Having a lower-income household also affected the type of mental health provider treating the women, according to the draft paper. Ten percent of lower-income mothers visited a psychiatrist and received a prescription to treat their symptoms, about half as many as the higher-income mothers. Seven percent of the low- income mothers received treatment from social workers, compared to 2 percent of higher income women and 5 percent of the uninsured.
But states choosing to participate in the expansion of Medicaid could improve access to the prevention and treatment women need, said Larke Huang, a psychologist and senior adviser at the federal Substance Abuse and Mental Health Services Administration, who was also part of the forum. Medicaid currently covers pregnant women considered “medically needy,” who might not meet income requirements. The coverage continues until six months after they give birth. In states that expand the program, many of those women will now qualify for the program after the six-month period, she said.
In fact, when mothers’ depression goes untreated, it results in significant social costs that extend well beyond the early childhood period.

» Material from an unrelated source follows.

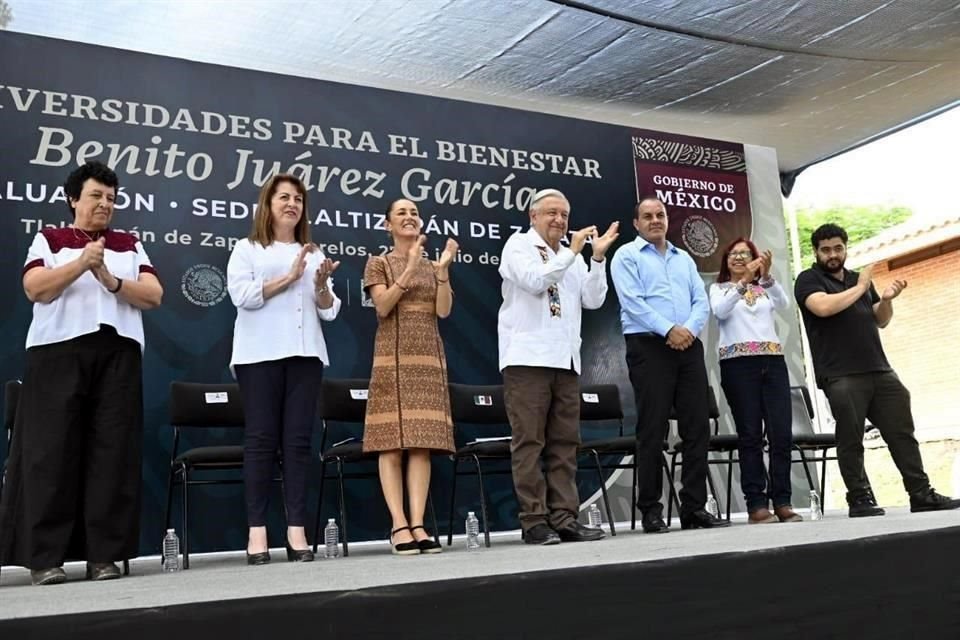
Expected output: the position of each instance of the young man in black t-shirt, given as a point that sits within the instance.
(843, 313)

According to Scientific American, depressed mothers are less likely to have a strong cognitive bond with their children or be employed, leading to excess stress in households — and ultimately perpetuating a vicious cycle in which untreated mental health conditions negatively impact the prospects of future generations.
Furthermore, a disproportionate number of Latino and African-American children live in single-mother household, and seven in ten children in such families are in a low-income household. These are communities that are already struggling with the effects of decades of racial and class bias — and a lack of preventative mental health resources only exacerbates that historical gap.
But while Obamacare’s Medicaid expansion could provide some relief to these families, GOP governors in poor states with high uninsurance levels have been refusing to take part in the program. So far, Nevada’s Gov. Brian Sandoval (R) — whose state has a high concentration of poor Hispanics and African Americans — has been the only Republican state official to embrace expanding his state’s Medicaid pool.